After the financial report was released, JPMorgan maintained its "overweight" rating for Dell and significantly raised its target price from $280 to $500. JPMorgan stated that Dell once again significantly raised its performance forecast for fiscal year 2027, and the current industry demand environment continues to significantly exceed market expectations. The company's full-year AI server revenue guidance has also been raised from $50 billion to $60 billion. Despite concerns about demand being brought forward, Dell's sufficient and rapidly growing backlog orders significantly reduce the likelihood of a rapid decline in industry demand this year.
JPMorgan further pointed out that Dell's growth is not solely reliant on the AI sector, as its traditional server and PC businesses have also seen significant recovery.
From an institutional perspective, Dell is not simply relying on AI concept hype to drive up its valuation but is experiencing Resonant type (resonant) growth across its entire business line. More crucially, amidst the continuous rise in DRAM and NAND memory chip prices and increasing upstream cost pressures, Dell has still managed to stabilize its profitability and maintain stable profit margins.
JPMorgan analysis stated that relying on its scale advantages, mature supply chain system, and industry pricing power, Dell can effectively pass on upstream raw material cost pressures to downstream customers, a core advantage significantly superior to most IT hardware peers.

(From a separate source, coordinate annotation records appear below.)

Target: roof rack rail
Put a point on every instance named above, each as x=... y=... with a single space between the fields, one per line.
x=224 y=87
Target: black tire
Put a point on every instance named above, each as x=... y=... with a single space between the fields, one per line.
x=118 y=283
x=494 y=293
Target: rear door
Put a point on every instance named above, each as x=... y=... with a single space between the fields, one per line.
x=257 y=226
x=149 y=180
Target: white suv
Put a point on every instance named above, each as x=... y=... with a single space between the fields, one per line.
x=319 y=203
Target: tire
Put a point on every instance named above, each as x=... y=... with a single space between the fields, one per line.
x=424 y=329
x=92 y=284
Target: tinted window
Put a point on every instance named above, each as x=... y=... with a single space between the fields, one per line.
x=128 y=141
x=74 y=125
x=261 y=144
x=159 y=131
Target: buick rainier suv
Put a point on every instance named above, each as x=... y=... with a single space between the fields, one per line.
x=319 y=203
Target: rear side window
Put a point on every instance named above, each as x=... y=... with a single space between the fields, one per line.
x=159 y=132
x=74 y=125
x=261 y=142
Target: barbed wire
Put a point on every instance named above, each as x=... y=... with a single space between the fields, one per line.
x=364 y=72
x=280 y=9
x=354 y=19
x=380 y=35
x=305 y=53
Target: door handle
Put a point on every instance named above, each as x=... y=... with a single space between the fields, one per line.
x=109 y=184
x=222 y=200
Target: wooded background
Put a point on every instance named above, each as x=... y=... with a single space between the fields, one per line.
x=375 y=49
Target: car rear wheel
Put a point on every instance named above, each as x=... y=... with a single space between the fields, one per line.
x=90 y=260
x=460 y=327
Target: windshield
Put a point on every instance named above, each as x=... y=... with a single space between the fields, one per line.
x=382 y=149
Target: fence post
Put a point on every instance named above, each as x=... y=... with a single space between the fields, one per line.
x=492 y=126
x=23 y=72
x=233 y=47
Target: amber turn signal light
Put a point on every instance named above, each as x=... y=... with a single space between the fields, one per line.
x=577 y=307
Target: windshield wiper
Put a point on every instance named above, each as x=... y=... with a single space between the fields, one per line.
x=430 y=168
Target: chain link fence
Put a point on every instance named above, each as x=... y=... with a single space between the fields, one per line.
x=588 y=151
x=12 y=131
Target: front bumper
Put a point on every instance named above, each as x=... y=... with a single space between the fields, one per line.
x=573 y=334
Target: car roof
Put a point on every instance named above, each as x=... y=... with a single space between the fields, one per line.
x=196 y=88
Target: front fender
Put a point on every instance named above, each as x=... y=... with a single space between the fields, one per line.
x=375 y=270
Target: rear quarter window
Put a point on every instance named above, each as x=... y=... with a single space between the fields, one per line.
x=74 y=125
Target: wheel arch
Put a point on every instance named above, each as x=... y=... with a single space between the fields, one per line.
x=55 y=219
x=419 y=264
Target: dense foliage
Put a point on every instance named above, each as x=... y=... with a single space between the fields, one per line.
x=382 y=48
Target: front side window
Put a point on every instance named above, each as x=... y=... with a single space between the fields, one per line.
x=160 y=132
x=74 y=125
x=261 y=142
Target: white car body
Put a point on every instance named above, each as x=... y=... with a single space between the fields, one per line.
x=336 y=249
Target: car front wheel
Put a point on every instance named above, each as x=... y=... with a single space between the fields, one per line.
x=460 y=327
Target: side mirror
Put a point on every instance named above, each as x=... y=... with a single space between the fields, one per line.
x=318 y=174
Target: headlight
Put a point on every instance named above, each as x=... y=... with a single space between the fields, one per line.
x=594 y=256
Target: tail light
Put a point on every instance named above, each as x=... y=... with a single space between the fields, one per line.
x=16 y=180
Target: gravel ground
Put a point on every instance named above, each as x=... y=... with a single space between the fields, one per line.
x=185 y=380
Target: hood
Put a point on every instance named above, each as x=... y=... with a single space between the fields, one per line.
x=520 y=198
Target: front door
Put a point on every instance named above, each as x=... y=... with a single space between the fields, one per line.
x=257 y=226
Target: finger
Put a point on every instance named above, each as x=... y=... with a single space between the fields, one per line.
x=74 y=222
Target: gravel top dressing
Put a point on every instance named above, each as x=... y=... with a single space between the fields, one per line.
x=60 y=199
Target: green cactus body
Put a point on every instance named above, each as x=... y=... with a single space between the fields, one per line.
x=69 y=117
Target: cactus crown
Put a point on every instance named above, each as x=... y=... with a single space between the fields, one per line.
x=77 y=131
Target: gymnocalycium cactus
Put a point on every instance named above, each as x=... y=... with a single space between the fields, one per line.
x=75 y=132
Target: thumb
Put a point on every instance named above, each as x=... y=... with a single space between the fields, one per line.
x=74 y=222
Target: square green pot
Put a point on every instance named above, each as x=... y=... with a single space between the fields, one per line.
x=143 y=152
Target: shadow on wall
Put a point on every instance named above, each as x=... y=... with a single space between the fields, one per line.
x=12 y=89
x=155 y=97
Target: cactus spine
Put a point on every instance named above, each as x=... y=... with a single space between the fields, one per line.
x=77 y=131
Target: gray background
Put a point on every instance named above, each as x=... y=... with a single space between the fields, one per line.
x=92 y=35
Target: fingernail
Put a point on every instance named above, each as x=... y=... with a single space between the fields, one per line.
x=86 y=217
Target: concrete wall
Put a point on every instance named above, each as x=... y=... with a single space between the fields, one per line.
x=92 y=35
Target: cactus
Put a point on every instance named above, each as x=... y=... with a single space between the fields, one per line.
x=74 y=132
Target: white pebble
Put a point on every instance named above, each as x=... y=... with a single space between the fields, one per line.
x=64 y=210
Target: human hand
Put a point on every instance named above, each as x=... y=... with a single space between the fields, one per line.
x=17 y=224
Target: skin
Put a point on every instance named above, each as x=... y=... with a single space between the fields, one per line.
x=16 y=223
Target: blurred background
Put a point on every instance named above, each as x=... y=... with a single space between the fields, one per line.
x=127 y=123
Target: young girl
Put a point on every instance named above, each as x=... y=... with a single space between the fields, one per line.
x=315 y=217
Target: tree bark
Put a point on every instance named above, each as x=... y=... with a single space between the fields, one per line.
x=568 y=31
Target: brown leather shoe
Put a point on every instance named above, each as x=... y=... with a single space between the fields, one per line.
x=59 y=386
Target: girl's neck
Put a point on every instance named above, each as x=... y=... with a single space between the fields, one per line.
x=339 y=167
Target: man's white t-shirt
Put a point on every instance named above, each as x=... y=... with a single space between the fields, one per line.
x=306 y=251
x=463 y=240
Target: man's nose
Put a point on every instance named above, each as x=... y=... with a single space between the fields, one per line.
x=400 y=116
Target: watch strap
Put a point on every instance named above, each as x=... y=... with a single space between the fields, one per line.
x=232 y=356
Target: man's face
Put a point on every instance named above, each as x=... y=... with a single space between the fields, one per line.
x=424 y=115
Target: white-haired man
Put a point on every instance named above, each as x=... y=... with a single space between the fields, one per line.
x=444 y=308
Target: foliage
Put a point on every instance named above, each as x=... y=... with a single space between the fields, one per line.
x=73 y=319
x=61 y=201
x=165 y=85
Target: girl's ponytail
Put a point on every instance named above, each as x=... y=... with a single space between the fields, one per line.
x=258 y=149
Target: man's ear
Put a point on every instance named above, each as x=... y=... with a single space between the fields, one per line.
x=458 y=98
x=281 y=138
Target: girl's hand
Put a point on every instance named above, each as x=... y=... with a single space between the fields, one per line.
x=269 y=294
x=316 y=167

Citigroup simultaneously released a research report, maintaining its "buy" rating for Dell and raising its target price from the previous $290 to $475. Citigroup stated that the core driving factor behind Dell's nearly 35% stock price surge is its better-than-expected quarterly performance and raised full-year performance guidance. Its first-quarter revenue growth of 88% year-on-year significantly exceeded the upper limit of market expectations and Wall Street's consensus forecast, coupled with scale expansion and profit margin improvement, leading to significant growth in earnings per share. The overall performance guidance fully exceeded expectations, and the current market products continue to be in short supply, providing strong support for the stability of the company's order backlog in the second half of the year.
Kan Jian Finance believes that as the global AI infrastructure construction continues to accelerate, future industry orders will continue to extend to the entire AI industry chain, and a series of traditional hardware companies are likely to continue to benefit from this round of AI industry upgrade wave.